Avoid Employment Claim Pitfalls With Employment Practice Liability Insurance Coverage
Ohio is an employment-at-will state. This means that the employer, or employee, may terminate the employment agreement for any reason that is not contrary to law or contract. In our current economic environment with relatively high unemployment, this doctrine tends to favor the employer because of the comparatively low standards required to terminate employees. The intent of this article is to detail four of the most common exceptions to the employment-at-will doctrine, and explain how employers can mitigate the risk that these exceptions create.
Common Exceptions to the Employment-At-Will Doctrine
The first two common exceptions to the employment-at-will doctrine involve explicit contracts: collective bargaining agreements and written employment agreements. The existence of either essentially nullifies the employment-at-will doctrine, assuming the relevant agreement covers the manner with which employment may be terminated. Therefore, if an employer discharges an employee in contravention of the terms of such an agreement, it will likely be liable for a breach of contract and exposed to damages such as back pay, compensatory damages, and even punitive damages in certain cases.
The third exception to the doctrine is likely the most obvious, and arises where an employer violates specific state or federal law when terminating an employment arrangement.
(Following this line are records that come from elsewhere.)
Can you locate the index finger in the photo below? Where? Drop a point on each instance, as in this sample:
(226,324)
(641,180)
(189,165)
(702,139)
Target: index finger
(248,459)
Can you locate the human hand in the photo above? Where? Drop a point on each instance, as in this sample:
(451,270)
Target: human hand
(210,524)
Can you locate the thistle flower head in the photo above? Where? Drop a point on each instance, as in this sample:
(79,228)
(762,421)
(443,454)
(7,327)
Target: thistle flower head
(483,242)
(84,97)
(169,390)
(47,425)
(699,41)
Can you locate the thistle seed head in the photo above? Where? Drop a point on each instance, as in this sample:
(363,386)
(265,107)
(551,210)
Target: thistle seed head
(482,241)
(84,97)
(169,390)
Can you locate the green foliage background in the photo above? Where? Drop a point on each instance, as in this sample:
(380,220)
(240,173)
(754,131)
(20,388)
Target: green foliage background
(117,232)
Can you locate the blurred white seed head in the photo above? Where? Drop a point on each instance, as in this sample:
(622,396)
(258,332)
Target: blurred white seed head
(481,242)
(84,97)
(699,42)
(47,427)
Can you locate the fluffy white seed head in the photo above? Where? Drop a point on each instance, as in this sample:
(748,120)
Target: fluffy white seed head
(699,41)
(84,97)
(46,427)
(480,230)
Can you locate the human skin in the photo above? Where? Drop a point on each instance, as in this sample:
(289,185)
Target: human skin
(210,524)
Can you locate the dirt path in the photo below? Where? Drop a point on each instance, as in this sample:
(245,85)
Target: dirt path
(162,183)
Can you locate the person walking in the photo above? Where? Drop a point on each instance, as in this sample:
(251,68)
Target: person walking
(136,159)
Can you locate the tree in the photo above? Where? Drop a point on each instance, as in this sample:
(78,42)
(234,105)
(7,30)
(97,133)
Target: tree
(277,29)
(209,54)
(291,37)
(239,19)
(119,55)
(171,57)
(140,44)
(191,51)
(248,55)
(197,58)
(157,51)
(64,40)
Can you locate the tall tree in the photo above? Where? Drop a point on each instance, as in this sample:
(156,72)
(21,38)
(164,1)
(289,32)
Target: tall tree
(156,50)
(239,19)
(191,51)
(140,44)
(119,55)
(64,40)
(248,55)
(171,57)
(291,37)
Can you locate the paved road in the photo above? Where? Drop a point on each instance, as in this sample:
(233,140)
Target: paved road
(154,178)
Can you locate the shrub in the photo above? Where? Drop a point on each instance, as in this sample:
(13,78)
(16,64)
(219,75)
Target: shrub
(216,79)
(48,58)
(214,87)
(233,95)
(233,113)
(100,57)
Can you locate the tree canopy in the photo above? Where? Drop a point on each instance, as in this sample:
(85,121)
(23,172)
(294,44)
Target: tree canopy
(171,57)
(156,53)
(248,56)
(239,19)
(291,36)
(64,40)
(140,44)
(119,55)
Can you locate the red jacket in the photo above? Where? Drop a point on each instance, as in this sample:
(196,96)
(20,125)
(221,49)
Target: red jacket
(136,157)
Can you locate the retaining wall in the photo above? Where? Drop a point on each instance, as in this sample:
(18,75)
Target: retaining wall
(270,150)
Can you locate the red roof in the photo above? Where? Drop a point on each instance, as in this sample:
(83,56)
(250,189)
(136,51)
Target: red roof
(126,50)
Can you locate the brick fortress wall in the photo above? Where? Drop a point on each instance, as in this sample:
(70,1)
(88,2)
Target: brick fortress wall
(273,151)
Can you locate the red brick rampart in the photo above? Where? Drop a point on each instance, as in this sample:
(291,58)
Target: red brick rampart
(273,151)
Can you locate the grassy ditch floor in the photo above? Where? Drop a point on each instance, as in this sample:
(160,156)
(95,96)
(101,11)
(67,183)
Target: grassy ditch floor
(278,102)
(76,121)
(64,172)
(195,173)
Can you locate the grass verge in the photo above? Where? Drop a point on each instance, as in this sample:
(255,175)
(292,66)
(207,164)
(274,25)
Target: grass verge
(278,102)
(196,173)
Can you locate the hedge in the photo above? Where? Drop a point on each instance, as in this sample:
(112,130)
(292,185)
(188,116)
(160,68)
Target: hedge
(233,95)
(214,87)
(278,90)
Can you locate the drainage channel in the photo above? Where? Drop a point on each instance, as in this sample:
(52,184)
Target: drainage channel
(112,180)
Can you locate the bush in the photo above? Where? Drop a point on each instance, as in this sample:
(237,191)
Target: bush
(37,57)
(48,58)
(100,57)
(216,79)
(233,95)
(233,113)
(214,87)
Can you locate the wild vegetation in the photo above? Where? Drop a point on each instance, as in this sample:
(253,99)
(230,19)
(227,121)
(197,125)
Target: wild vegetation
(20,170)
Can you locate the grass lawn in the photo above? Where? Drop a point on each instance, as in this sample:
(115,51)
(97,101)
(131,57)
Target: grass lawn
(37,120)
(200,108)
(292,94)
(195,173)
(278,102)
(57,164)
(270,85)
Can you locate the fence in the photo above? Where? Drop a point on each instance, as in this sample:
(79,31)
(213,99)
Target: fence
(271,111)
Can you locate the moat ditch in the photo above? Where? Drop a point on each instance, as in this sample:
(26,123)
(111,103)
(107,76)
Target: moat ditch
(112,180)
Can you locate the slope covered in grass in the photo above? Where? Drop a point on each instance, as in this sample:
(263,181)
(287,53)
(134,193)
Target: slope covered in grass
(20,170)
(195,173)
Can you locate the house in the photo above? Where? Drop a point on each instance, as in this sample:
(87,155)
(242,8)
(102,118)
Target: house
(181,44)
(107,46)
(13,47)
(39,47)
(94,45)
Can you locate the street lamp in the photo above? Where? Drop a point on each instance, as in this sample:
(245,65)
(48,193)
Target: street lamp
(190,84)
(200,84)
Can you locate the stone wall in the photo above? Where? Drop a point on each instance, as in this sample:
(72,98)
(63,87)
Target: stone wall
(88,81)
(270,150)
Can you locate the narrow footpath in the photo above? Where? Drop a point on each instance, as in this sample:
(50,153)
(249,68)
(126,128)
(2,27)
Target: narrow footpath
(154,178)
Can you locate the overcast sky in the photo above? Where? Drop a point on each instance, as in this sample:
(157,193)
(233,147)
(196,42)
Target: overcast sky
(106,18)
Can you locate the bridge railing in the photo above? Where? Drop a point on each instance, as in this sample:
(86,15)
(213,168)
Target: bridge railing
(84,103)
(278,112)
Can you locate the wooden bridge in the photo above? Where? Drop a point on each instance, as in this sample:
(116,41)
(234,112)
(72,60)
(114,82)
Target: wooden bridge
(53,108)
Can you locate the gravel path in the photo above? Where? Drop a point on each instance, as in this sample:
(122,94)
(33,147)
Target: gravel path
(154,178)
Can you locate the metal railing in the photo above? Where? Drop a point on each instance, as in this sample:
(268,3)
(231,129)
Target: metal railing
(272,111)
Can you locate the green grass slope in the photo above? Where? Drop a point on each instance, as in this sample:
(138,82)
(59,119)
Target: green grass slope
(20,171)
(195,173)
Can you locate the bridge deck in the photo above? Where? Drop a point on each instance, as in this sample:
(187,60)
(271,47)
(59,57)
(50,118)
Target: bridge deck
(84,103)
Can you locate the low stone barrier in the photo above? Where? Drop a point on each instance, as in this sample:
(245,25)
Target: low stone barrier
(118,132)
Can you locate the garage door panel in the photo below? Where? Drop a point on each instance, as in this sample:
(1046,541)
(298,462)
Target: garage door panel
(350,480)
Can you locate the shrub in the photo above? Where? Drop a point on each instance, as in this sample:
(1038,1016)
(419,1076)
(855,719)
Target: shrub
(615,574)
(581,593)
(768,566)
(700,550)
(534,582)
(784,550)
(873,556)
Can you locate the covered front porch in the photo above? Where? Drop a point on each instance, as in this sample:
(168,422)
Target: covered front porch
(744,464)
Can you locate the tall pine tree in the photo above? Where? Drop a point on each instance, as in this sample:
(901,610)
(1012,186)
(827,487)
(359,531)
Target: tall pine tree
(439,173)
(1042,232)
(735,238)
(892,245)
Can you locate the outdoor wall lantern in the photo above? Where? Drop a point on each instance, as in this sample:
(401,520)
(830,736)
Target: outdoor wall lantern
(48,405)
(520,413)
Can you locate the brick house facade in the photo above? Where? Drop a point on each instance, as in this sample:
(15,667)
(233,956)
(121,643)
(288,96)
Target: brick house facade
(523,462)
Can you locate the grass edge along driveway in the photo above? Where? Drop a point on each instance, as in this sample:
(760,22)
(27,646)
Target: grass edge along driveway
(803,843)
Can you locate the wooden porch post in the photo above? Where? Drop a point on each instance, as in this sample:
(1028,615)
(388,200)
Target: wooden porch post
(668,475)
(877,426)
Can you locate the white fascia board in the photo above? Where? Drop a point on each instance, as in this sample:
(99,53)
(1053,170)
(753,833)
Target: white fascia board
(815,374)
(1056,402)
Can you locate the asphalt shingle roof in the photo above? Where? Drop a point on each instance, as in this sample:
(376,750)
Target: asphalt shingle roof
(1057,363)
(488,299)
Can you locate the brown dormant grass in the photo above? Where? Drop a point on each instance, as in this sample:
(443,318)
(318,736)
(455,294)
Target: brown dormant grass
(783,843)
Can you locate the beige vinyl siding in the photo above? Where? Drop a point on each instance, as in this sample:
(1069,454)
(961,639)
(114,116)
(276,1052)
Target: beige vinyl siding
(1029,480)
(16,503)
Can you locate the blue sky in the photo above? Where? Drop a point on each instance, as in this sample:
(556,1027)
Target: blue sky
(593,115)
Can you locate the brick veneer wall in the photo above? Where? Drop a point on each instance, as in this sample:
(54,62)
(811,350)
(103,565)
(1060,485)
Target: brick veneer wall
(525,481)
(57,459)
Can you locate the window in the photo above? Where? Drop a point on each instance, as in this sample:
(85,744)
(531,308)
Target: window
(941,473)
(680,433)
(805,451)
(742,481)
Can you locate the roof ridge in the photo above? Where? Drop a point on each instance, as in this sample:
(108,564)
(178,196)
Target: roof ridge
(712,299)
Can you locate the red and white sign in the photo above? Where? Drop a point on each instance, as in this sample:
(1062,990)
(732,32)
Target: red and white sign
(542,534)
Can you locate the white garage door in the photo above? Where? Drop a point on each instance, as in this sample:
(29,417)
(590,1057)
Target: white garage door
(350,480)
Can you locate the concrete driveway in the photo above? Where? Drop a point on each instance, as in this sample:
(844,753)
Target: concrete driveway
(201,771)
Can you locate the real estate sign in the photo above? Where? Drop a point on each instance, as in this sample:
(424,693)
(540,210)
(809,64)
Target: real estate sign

While most policyholders understand conceptually that they may be exposed to an employment practices lawsuit, avoiding such suits is not always as simple as it might appear.
The final commonly litigated exception to the employment-at- will doctrine is one arising from an implied contract. Unlike a written agreement that has the terms of employment written and agreed to by both parties, an implied agreement has no such documentation and thus must be inferred by a court based on the circumstances surrounding employment and termination. These circumstances might include employee handbooks, company policy, custom, and oral representations. The Ohio courts have ruled that any one or a combination of several of these circumstances may create contractual obligations by implication. Since each situation is unique, it is very difficult for employers to completely insulate themselves from loss arising from implied contracts using only risk mitigation tactics.
Mitigation and Transfer of Risks Arising from Employment Claims
The best way for employers to protect themselves against the negative publicity and financial loss that may arise from an employment practices lawsuit is a combination of risk mitigation and risk transfer.
Risk mitigation is the practice of taking proactive, or preincident, measures to lower the likelihood of a defined exposure. In this case, that might involve an employment attorney or insurance broker with an employment practices expertise to advise the company on the proper procedures to align it with industry best practices. For instance, such professionals will be able to provide language in your employee handbook to lower the risk of the courts viewing it as an implied contract.
However, risk mitigation doesn’t work in all cases, and certainly doesn’t eliminate the risk of frivolous claims and associated legal defense costs. This creates the need for risk transfer, which is the most thorough way for an employer to insulate themselves from an employment practices claims. In this case, risk transfer would involve the procurement of an employment practices liability insurance policy (also referred to an “EPLI” or E.P.L. policy). “EPLI” coverage protects employers (or fellow employees) when an employee claims that their rights were violated as a result of their employment. An insurer issuing an EPLI policy should respond initially by assigning an employment attorney to the case whose duty is to protect the interests of the employer. The policy will pay for defense costs and potential settlements or judgements that result from the litigation. Additionally, insurance companies are providing more services free of charge to their customers to differentiate themselves in an increasingly competitive market, including counseling policyholders in engaging in risk mitigation tactics like those previously mentioned. Relative to other lines of insurance that business owners purchase, EPLI coverage can be inexpensive, and the price will continue to drop as you work with your insurance company to decrease your mutual exposure to claims that would be covered under the policy.
While employment-at-will tends to be an employer friendly doctrine, there are several pitfalls that require close attention, and the potential for a frivolous lawsuit is ever-present. Employers can combat employment practices pitfalls by partnering with industry experts, following best practices when creating employee-facing documents, and purchasing an EPLI policy that aligns with their specific needs.